Il y a plusieurs signes qui nous disent que l'été est arrivé. Certains sont évidents, comme le rallongement des journées, les canicules, le retour des bermudas ou le trafic moins lourd le matin.

Mais il y a un autre indice qui ne trompe pas, et c'est quand on se met à consacrer une énergie énorme à des débats qui ne méritent pas toute cette attention, sans doute parce qu'ils comblent le vide laissé par une actualité plus tranquille.

On en a eu un bel exemple depuis une semaine avec le débat autour de la décision de la Ville de Montréal, à la demande de l'arrondissement d'Outremont, de débaptiser le parc de Vimy pour le renommer parc Jacques-Parizeau. À mon avis, c'est un débat creux. Je ne le dis pas parce que je prends à la légère notre devoir de mémoire et encore moins par manque de respect pour M. Parizeau, mais parce que ce débat a été mené, et c'est sans doute une conséquence de la torpeur estivale, de façon paresseuse.

C'est la Fondation Vimy qui semble avoir lancé le bal, ce qui, dans son cas, se comprend. Cet organisme a pour mission de commémorer la bataille de la crête de Vimy, en 1917, pendant la Première Guerre mondiale, une véritable boucherie, qui fut un moment marquant de l'histoire du Canada. Mais le président de la fondation a beurré épais en parlant d'« amnésie culturelle et historique ». The Gazette et le réseau anglais de Radio-Canada en ont remis.

Le problème, c'est que la mémoire de nos combattants n'a pas été trahie.

Le minuscule parc de Vimy, que je connais bien parce que j'habite tout près, donne sur l'avenue de Vimy qui, elle, conserve son nom. À peu près personne ne connaît l'existence de ce parc, mais la rue, d'un peu plus de 1 kilomètre, très visible parce qu'elle croise deux grandes artères passantes, Van Horne et Côte-Sainte-Catherine, continuera à commémorer cette grande bataille.

D'ailleurs, c'est en baptisant cette avenue que la ville d'Outremont avait choisi de commémorer cette bataille. Le parc a tout simplement pris le nom de la rue sur laquelle il était collé.

L'existence de cette rue, à mon avis, aurait dû mettre fin au débat avant même qu'il ne commence.

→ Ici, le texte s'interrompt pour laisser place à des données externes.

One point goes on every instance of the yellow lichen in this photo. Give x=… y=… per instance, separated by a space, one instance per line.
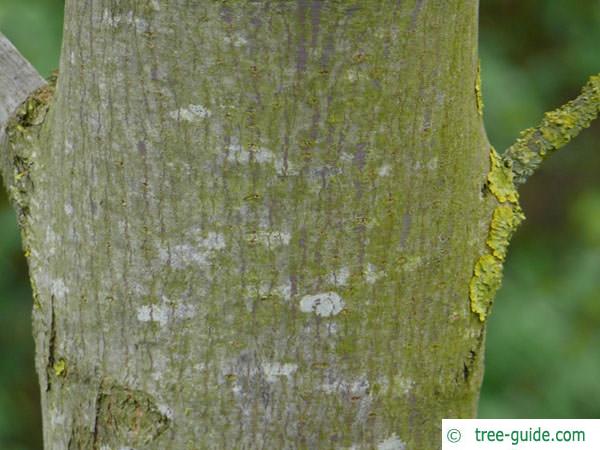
x=500 y=180
x=556 y=129
x=60 y=368
x=505 y=220
x=487 y=274
x=487 y=277
x=478 y=94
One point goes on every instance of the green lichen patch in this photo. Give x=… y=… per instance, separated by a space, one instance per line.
x=127 y=416
x=500 y=179
x=557 y=128
x=505 y=220
x=486 y=280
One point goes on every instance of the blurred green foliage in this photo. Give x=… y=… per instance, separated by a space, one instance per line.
x=542 y=356
x=542 y=345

Pas d'oubli, pas d'indélicatesse, pas d'amnésie historique.

S'il n'y a pas de problème du côté du respect de l'histoire, encore faut-il que le changement de nom se justifie. En soi, il me paraît raisonnable qu'une société honore ses grands personnages.

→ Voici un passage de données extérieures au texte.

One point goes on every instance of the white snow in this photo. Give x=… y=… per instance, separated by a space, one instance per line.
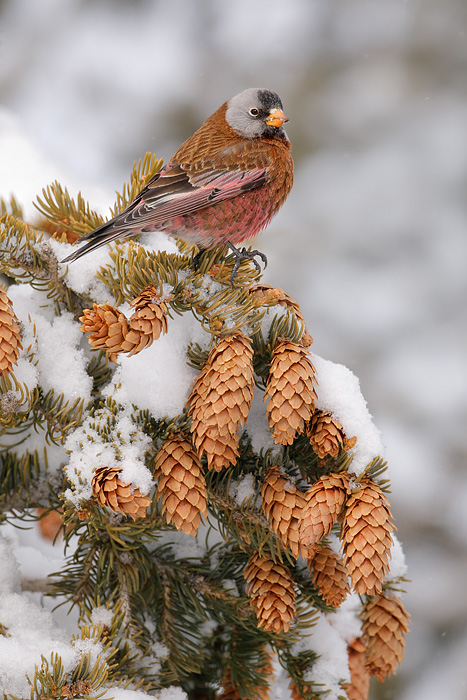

Jacques Parizeau, comme premier ministre et comme grand artisan de la Révolution tranquille, fait partie des hommes d'État québécois contemporains qui méritent un hommage.

Cela peut évidemment se faire autrement qu'en renommant un parc. Le bureau d'affaires de la Caisse de dépôt, dans le centre-ville de Montréal, s'appelle maintenant l'édifice Jacques-Parizeau, pour reconnaître son rôle dans la création de la société d'État.

Le choix de ce parc tombait sous le sens. M. Parizeau a vécu des décennies à Outremont, sur la rue Robert, qui donne sur ce parc. C'est dans cette maison qu'il écrivait ses budgets. On y trouve d'ailleurs une plaque à la mémoire de sa première épouse, Alice Poznanska-Parizeau. C'était donc le lieu naturel pour qu'Outremont salue l'un de ses illustres citoyens.

Les changements de toponyme suscitent invariablement des débats, parce que ce sont des dossiers de proximité, qu'il y a des résistances au changement, parce que des lectures différentes de l'histoire et de la société peuvent s'affronter. C'est encore plus vrai lorsqu'il s'agit d'honorer des politiciens contemporains qui ne peuvent pas faire l'unanimité.

La Ville de Westmount n'a pas voulu que la portion du boulevard Dorchester qui la traverse prenne le nom de René-Lévesque. À Outremont, la décision de nommer la nouvelle bibliothèque Robert-Bourassa a suscité une indignation partisane en 1998. Et il est assez évident que dans le dossier du parc Jacques-Parizeau, c'est moins la mémoire de la bataille qui a joué que la personne même de M. Parizeau, que les Anglo-Canadiens voient surtout comme celui qui a « failli briser le Canada ».

Mais il est clair que les changements de toponyme doivent se faire avec la plus grande retenue. Le problème ne se pose pas dans les banlieues en expansion avec leurs chemins des Thuyas et leurs rues des Mésanges. Pour une ville qui a une histoire, comment respecter le patrimoine, ne pas effacer le passé, tout en reflétant l'évolution de la cité ?

Cette question s'est posée avec la francisation de Montréal dans les années 70. Elle se posera dans les années à venir avec le désir de redonner aux femmes la place qui leur revient.